There was a long granite-tiled countertop with a whole set of utensils in a hard plastic container, but I didn't think the killer would be impressed if I brandished the nearest piece of silverware and advised him not to fork with me. If I had even the slightest clue how to create a bomb, I totally would have used the butter knife to strip the wires on the coffeepot or something. Except realistically that seemed like a great way to electrocute myself and take care of the killer's job for him.

The cupboards were mostly empty. A few boxes of cereal, some granola bars that had probably been sitting there for the last decade. Five very stale looking bagels sat on the counter near the coffee pot, which had me hoping that I'd find a bread knife with razor sharp teeth.

Instead, I came up with a handful of spatulas, a ladle, and inexplicably, a whisk.

I continued ransacking the drawers for anything that even vaguely resembled a weapon more than, oh, say an eggbeater. A container of bleach was the closest to a chemical weapon that I could find, and it was too sludgy and crusted over to fling into my attacker's eyes. My Slate vibrated again as I grabbed a floral-etched casserole dish.

Marco.

I held my breath and stared at the screen, bracing myself for the Potential Hostile update. It reminded me of being six years old and crawling scared into my mom's bed during a lightning storm. She had held me protectively, whispering through every electric crack that the storm was God's way of putting on a show. She said that the flash of lightning that blazed in the sky was a performer making a grand entrance and the answering thunder clap was a round of angel applause.

The killer was putting on quite a show, but I wasn't going to cheer his grand finale.

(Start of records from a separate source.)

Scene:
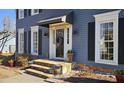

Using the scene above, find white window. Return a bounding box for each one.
[95,10,120,65]
[31,9,39,15]
[18,28,24,54]
[67,28,69,44]
[18,9,24,19]
[31,26,39,55]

Potential Hostile within 40 ft.

He was headed in the wrong direction. All I needed to do was buy enough time for the security guard to reach the library. As long as the killer didn't bust through the door within the next ten minutes, I stood a fighting chance. My fingers trembled. Flashing the lights on and off, heaving the ceramic casserole dish out the window, it might be enough to make the killer retreat. Bide his time for another chance to strike.

Unless he decided a few more dead bodies wouldn't make much of a difference.

I stared numbly at the Slate, my body locked in a terror so complete it paralyzed me. I had a freaking casserole dish, a set of keys, and a password-protected tablet. If I had paused to grab my bag before exiting the computer lab, I could have at least called Audrey for help. Hell, I could have called the
police
. But no, I'd headed straight for the door with the one piece of technology I couldn't crack to save my life.